1月10日上午看到的重災區的學校,則是不同的景象。學校已放假,學生都不在。「玻璃幾乎都震碎,教室里有的櫥櫃都傾斜倒了。有些教室的柱子還在,但填充牆的磚塊被地震破壞了。」汪海鯨在現場做了詳盡的記錄,心裡也在不斷複盤,一時想著若是這場地震發生在學期中、如何最快安排師生逃生,一時又想著,不知四散在家的孩子們怎麼樣了。

長所鄉森嘎村安置點,一名女孩剛領完飯
1月10日下午,汪海鯨開始到村里走訪臨時安置點。他先去了重震區長所鄉森嘎村,全村125戶居民幾乎都在此次地震中失去了家園,村民們被集中安置到一頂頂的帳篷中。雖然物資在一點點運到現場,但最初的幾天,條件仍屬惡劣。下午風颳過青稞地,塵土漫天;夜間溫度急劇下降,帳篷里的爐子不夠,頗為寒冷。

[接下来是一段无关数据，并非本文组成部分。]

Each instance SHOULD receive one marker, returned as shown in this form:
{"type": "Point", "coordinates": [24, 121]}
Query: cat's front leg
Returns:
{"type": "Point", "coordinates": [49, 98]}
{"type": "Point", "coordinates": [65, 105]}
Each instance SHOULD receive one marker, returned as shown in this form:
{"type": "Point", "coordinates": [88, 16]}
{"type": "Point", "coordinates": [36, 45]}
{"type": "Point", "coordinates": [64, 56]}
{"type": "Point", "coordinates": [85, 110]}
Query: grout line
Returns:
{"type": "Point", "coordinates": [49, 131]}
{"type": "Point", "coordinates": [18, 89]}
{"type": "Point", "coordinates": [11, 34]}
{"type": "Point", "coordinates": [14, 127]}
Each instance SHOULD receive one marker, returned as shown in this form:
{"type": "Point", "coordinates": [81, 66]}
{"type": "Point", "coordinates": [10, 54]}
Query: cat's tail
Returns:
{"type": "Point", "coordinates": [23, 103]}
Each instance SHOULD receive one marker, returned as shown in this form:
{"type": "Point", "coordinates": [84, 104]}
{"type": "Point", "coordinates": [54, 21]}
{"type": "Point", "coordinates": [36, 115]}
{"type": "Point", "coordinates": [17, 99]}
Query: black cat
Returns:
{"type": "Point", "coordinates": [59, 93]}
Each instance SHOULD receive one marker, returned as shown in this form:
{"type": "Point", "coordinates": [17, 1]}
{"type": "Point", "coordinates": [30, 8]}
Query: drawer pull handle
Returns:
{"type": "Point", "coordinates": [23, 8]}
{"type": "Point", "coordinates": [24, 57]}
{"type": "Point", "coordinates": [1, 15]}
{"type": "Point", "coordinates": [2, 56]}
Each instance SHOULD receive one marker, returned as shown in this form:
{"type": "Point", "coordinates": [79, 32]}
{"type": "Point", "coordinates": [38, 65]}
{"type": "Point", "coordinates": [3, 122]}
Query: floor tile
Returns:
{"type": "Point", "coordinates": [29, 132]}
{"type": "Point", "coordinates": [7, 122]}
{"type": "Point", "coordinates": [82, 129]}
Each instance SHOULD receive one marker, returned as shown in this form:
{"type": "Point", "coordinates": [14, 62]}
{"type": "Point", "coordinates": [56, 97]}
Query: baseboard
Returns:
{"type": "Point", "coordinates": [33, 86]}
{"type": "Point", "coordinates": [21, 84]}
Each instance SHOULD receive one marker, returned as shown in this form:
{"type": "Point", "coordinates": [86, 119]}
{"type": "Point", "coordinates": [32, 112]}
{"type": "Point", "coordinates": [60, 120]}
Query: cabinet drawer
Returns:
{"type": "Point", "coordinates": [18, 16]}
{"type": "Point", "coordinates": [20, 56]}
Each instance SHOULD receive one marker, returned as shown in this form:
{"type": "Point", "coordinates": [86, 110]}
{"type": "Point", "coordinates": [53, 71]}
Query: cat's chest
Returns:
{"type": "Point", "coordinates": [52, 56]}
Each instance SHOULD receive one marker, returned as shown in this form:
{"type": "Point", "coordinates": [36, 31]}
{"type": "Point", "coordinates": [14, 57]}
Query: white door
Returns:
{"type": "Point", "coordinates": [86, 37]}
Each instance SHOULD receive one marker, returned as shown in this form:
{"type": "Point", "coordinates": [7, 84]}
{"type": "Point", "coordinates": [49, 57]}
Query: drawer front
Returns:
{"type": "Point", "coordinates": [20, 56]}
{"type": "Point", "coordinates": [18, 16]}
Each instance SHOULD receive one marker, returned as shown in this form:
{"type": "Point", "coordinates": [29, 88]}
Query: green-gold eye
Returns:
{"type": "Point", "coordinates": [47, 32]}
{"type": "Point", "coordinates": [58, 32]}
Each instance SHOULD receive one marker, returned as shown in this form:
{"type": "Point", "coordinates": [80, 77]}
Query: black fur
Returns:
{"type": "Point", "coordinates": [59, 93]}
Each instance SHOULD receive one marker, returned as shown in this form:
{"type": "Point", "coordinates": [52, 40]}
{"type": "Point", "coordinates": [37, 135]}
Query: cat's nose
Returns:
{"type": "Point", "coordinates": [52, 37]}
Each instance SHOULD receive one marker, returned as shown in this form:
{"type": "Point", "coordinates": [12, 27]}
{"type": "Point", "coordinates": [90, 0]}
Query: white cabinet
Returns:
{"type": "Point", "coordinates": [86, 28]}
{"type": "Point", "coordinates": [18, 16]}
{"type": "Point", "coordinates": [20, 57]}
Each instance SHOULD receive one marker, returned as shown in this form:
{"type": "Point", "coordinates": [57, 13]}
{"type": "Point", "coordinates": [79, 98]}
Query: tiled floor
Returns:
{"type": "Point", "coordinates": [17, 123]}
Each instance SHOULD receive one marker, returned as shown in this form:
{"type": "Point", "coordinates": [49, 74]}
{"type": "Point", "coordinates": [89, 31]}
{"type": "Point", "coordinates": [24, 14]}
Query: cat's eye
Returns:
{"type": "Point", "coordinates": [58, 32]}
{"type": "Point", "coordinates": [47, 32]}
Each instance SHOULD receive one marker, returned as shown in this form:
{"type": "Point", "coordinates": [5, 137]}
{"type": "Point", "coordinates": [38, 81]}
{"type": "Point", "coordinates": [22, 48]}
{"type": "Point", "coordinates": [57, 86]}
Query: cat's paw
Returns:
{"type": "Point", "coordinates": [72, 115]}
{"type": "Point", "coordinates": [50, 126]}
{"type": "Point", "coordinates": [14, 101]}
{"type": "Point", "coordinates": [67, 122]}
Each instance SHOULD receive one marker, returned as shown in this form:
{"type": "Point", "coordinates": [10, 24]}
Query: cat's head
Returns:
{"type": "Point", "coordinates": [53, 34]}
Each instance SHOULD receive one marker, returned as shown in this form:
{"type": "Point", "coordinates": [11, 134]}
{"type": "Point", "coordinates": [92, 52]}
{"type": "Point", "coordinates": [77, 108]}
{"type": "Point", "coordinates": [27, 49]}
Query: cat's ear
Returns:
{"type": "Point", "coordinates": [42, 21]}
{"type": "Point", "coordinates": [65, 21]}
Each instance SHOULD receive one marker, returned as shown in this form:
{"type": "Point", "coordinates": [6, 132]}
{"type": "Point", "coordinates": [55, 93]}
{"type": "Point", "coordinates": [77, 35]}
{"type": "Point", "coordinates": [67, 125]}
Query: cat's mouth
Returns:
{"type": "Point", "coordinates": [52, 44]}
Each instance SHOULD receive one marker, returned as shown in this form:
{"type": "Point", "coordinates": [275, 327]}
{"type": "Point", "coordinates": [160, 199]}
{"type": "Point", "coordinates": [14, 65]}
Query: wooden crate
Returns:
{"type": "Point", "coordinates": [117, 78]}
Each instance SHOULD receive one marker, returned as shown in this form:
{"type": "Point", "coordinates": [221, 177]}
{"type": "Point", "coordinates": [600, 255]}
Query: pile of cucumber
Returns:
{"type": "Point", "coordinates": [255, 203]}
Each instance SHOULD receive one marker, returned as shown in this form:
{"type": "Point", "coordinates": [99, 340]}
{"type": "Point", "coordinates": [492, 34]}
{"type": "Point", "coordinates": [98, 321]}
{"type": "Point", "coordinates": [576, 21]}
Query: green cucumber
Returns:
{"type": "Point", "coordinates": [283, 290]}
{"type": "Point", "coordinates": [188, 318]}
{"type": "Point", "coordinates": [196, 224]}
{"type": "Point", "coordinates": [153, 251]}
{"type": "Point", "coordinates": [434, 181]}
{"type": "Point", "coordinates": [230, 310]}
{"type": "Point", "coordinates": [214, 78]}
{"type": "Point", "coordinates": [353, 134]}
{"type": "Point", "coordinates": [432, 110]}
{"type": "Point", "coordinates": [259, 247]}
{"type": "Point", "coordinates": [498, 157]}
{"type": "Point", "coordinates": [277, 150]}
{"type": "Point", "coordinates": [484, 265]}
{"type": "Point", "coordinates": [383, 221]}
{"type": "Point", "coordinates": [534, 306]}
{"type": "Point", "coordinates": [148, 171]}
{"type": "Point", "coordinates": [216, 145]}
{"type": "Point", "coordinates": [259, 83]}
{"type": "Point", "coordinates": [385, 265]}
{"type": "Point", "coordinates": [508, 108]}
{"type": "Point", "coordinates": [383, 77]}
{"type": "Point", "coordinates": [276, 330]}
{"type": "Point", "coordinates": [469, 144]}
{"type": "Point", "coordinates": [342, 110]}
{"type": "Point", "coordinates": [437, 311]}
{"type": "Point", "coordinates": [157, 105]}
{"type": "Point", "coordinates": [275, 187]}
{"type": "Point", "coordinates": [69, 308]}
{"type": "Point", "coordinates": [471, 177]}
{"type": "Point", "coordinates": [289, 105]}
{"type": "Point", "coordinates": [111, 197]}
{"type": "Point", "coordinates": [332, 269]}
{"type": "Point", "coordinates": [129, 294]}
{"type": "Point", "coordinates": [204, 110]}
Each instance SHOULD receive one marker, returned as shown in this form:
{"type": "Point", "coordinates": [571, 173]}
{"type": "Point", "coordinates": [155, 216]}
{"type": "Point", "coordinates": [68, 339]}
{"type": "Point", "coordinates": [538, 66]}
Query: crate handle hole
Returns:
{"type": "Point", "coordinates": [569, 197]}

但是,僅僅過了一兩天,不少帳篷便有了爐子、燒起牛糞,還有更多供暖設備運來,走進帳篷也不冷了。過不了多久,受災民眾還將入住條件再好一點的板房。


長所鄉森嘎村的孩子們
從事教育工作多年,汪海鯨最關心的還是安置點的孩子,他想知道孩子們經歷了什麼、狀況如何、有何需求,也想幫著開解他們。1月10日在森嘎村,十來個平方米的帳篷里放著兩張床,他遇到的第一個男孩有些靦腆地坐在床沿看著他。沒想到男孩是來自自己學校的,定日第二初級中學初一(6)班。

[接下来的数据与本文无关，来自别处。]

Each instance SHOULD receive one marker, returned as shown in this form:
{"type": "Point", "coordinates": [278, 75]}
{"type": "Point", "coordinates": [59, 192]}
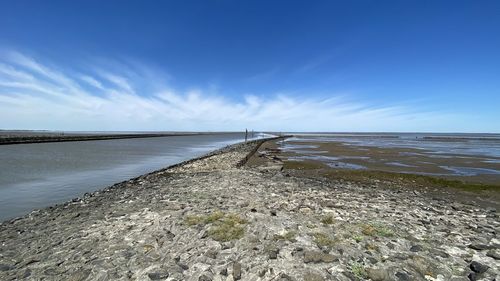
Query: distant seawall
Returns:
{"type": "Point", "coordinates": [64, 138]}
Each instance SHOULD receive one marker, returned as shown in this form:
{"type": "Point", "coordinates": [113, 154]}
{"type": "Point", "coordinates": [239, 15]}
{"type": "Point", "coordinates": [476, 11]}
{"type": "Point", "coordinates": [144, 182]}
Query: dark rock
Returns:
{"type": "Point", "coordinates": [158, 275]}
{"type": "Point", "coordinates": [440, 253]}
{"type": "Point", "coordinates": [493, 254]}
{"type": "Point", "coordinates": [416, 248]}
{"type": "Point", "coordinates": [317, 257]}
{"type": "Point", "coordinates": [183, 266]}
{"type": "Point", "coordinates": [311, 276]}
{"type": "Point", "coordinates": [479, 246]}
{"type": "Point", "coordinates": [236, 271]}
{"type": "Point", "coordinates": [211, 254]}
{"type": "Point", "coordinates": [273, 254]}
{"type": "Point", "coordinates": [205, 277]}
{"type": "Point", "coordinates": [377, 274]}
{"type": "Point", "coordinates": [285, 277]}
{"type": "Point", "coordinates": [5, 267]}
{"type": "Point", "coordinates": [473, 276]}
{"type": "Point", "coordinates": [27, 273]}
{"type": "Point", "coordinates": [478, 267]}
{"type": "Point", "coordinates": [402, 276]}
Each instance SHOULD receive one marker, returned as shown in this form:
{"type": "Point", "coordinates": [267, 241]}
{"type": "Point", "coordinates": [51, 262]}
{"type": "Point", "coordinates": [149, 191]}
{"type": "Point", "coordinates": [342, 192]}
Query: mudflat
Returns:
{"type": "Point", "coordinates": [242, 214]}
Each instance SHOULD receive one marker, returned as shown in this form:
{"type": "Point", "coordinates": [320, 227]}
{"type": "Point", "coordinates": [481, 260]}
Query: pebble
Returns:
{"type": "Point", "coordinates": [236, 271]}
{"type": "Point", "coordinates": [478, 267]}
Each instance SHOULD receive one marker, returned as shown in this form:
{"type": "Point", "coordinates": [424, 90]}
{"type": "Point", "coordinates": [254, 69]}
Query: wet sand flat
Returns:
{"type": "Point", "coordinates": [342, 155]}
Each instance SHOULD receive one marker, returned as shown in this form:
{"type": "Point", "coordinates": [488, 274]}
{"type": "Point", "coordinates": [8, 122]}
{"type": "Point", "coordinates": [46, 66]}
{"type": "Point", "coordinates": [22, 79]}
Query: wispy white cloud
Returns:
{"type": "Point", "coordinates": [38, 96]}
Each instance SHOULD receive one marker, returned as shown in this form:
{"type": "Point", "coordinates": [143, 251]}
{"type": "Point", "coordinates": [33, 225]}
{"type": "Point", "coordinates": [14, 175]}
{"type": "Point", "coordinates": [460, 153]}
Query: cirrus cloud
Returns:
{"type": "Point", "coordinates": [34, 95]}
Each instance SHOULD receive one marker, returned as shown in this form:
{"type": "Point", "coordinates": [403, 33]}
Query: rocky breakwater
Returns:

汪海鯨坦言,在那種處境下面對第一個孩子,他自己也不免有些緊張——有好多想問的,卻有點不知怎麼開口,「不敢太直白」。「我就請他簡單說說地震當天發生的情形,學生說,學校經常開展逃生演習,地震發生時自己從窗戶直接跳出去了。我觀察他講述的狀態還可以,願意往下講,這才問,他有哪些家人?他說家裡還有弟弟、妹妹等,所有家人都出來了,只有爺爺稍微蹭到了腿,我這才鬆了一口氣。」
和第一個學生聊好後,汪海鯨心裡有了點底。此後幾天,他看到了更多孩子,嘗試用不同的方式溝通不同年齡段的人。小一點的,他就逗一逗,喊他們給他帶路,介紹介紹村子;大一點的,他就問他們需求。「上海共青團會在年初發起一個叫‘微心願’的活動,我想有機會把這些孩子的心願瞭解、徵集到,希望他們能感受到社會的關愛。」他手裡還帶著記錄現場用的相機,孩子們好奇地打量鏡頭,他則拍下照片、給孩子們看。

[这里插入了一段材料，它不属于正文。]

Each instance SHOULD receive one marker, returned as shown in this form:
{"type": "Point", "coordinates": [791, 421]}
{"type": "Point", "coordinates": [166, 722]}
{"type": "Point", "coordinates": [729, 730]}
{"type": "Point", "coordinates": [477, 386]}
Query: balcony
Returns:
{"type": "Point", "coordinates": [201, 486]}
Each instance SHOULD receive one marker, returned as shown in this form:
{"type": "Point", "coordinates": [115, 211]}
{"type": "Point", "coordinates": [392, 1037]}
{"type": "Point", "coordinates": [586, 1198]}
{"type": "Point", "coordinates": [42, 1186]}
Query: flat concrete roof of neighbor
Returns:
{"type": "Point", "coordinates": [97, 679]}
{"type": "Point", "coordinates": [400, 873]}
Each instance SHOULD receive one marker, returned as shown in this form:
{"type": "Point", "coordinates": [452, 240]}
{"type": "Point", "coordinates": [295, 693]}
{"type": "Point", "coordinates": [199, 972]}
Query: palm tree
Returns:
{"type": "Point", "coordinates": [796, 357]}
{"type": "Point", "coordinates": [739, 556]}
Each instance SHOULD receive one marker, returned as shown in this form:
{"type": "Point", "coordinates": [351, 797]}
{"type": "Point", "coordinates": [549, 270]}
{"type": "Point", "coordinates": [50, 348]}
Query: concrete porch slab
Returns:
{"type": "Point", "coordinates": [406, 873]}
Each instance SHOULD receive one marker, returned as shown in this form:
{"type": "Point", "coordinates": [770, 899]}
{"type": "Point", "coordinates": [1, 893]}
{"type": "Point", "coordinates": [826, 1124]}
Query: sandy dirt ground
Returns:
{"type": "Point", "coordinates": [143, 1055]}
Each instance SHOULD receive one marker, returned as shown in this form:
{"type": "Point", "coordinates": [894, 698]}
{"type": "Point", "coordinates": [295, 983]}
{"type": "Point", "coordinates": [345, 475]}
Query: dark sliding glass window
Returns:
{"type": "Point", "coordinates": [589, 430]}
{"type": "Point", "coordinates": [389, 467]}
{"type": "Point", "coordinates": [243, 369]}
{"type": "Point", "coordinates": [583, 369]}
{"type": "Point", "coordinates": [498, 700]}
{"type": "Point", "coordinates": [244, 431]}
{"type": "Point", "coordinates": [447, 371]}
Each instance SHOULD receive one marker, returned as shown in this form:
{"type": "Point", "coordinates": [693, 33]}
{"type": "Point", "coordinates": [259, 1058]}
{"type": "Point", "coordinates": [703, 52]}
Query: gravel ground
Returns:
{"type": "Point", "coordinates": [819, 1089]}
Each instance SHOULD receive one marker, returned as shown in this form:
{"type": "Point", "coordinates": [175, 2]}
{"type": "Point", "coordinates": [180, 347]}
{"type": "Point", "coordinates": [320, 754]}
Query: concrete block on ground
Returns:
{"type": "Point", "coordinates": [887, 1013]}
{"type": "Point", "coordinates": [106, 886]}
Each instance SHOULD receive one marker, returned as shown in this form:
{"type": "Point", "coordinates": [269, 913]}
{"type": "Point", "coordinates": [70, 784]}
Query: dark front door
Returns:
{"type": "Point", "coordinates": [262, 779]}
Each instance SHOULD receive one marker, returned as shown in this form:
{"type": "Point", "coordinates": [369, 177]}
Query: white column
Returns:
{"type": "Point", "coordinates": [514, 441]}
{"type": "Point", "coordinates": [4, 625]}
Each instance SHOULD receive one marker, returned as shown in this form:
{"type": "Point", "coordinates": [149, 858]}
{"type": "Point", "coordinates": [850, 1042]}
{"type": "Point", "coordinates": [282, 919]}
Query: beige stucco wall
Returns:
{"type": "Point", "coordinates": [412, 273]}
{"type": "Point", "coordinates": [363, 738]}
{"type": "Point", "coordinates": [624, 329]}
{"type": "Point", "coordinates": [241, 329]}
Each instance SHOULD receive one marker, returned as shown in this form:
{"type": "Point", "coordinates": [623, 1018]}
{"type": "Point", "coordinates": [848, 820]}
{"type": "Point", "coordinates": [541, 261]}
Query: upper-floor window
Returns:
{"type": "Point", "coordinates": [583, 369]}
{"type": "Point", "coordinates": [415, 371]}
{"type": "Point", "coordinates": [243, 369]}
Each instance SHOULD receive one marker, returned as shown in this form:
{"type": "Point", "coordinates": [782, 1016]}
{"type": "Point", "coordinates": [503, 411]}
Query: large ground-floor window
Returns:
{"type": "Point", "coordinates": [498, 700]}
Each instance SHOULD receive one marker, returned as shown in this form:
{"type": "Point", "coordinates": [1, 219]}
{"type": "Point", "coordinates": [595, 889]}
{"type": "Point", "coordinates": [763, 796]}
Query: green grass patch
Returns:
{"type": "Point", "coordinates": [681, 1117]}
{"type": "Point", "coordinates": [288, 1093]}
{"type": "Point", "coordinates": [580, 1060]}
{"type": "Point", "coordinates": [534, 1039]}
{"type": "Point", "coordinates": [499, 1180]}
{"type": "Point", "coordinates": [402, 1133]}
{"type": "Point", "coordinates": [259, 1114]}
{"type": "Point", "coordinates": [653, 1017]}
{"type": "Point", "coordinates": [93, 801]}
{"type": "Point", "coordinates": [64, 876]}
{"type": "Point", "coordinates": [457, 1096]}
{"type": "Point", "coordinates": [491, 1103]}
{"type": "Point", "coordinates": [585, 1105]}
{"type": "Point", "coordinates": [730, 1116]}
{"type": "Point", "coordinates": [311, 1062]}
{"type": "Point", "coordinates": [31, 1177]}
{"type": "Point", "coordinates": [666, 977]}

汪海鯨平時援藏任務繁重,顧了學校,還要顧諸多的援藏項目,並沒有機會認識每個孩子。但在走訪村子的過程中,汪海鯨也偶然遇到了認識他的學生。有個孩子正在踢球,看到他,停下來喊「汪校長」,在這樣的場景下相遇,汪海鯨百感交集。
足球:讓孩子們短暫忘記傷痛的「快樂神器」
每天走訪後回去,汪海鯨還要忙著整理一線的所見所聞、收集材料、跟後方溝通、評估正在進行中的援藏項目,留意餘震,隨時準備從三樓的住所往下撤——據中國地震台網,1月13日晚,西藏定日6.8級地震的餘震活動有一波起伏,最大餘震5.0級。而截至1月14日08時00分,共記錄到餘震3614次。

1月13日晚,西藏發生餘震。
從1月10日開始,汪海鯨每天的睡眠時間平均只有四五個小時。千頭萬緒中,他還想著,安置點孩子眾多但缺人看護怎麼辦,從這次災難中又如何一點點平息孩子們心裡的「餘震」?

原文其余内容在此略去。